City contemplates plans to finance Scribner Place "on its own"; Kochert's "fair share" to join "Coffey Plan" in history's dustbin.

New Albany may build Scribner Place on its own, by Ben Zion Hershberg of the Courier-Journal (short shelf life for C-J links).

Excerpts:

New Albany will make plans to finance Scribner Place on its own if Floyd County government continues to balk at participating in the downtown project, city officials said yesterday …

… “We want to keep it moving,” (Mayor James) Garner said …

… Jeff Gahan, president of the City Council, said he believes a majority of the nine-member panel will support financing for Scribner Place even if the city has to go it alone.

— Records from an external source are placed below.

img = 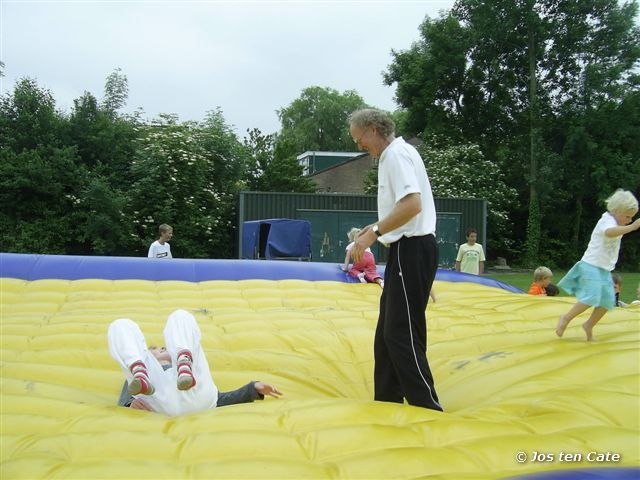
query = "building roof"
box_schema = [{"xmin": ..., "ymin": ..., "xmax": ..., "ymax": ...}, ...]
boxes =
[{"xmin": 296, "ymin": 150, "xmax": 362, "ymax": 160}]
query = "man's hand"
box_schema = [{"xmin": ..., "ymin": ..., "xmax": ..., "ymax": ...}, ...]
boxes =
[
  {"xmin": 129, "ymin": 398, "xmax": 155, "ymax": 412},
  {"xmin": 351, "ymin": 224, "xmax": 378, "ymax": 263},
  {"xmin": 253, "ymin": 382, "xmax": 282, "ymax": 398}
]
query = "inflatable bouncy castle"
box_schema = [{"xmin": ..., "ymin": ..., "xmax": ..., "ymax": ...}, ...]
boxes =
[{"xmin": 0, "ymin": 254, "xmax": 640, "ymax": 480}]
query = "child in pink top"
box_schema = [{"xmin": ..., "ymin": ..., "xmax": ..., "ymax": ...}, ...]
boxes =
[{"xmin": 341, "ymin": 227, "xmax": 384, "ymax": 288}]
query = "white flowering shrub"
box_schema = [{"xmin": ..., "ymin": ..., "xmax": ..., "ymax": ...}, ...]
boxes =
[{"xmin": 129, "ymin": 112, "xmax": 245, "ymax": 258}]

But city officials would appreciate any help county government can provide, Gahan said.

Indeed, Councilman Gahan aptly frames the issue.

Appropriately, rebuttal column inches are provided to 1st District Councilman Dan “Wizard of Westside” Coffey, who reprises the immortal Hee-Haw “gloom, despair and agony on us,” lyric, and the 4th District’s “Slippery Larry” Kochert, who repeats that he is inalterably opposed to what he’s clearly for unless the people he detests come forward with a love offering like the ones at Mullah Goebel’s anti-porn church.

Meanwhile, looking beyond the increasingly tiresome grandstanding staged by these "old pro" politicos (have we noted that 2nd District Councilman Bill Schmidt, a member of the Caesar's Foundation Board of Directors, abstained during the July 7 Scribner Place vote? We did?), NA Confidential reiterates its appreciation for the existence of progressive thinkers wherever they happen to live, whether in the city or in the county, and insofar as some of them occupy elected office in Floyd County, we also appreciate their consideration and support when it comes to the Scribner Place project.

Fortunately for the future of this city, consideration and support from our brethren in the county need not be measured by Larry Kochert’s arbitrary “fair share” doctrine, especially his use of it as a bludgeon for the extraction of tribute, not as a tool to further dialogue.

While his stance remains profoundly embarrassing to city residents, Kochert is only one of nine votes on the council.

It is clear that the city of New Albany should immediately proceed on its own to finance the Scribner Place project, because the project is a vital component of downtown economic revitalization, and should in no way be held hostage to the lingering effects of a decades-long city-county conceptual divide, one that our council Gang of Four apparently wishes to see widened, not eliminated.

As CM Coffey once noted, it’s “simple.”

Shall we sacrifice $20 million in assistance from the Caesar’s Foundation for the sake of $135,000 of EDIT funds, a percentage of which is still likely to come from the county? Or do we use what we have, and get on with it?

Mayor Garner and the Scribner Place project’s supporters on the City Council have a mandate to get on with it.

In turn, we must support them as they do so.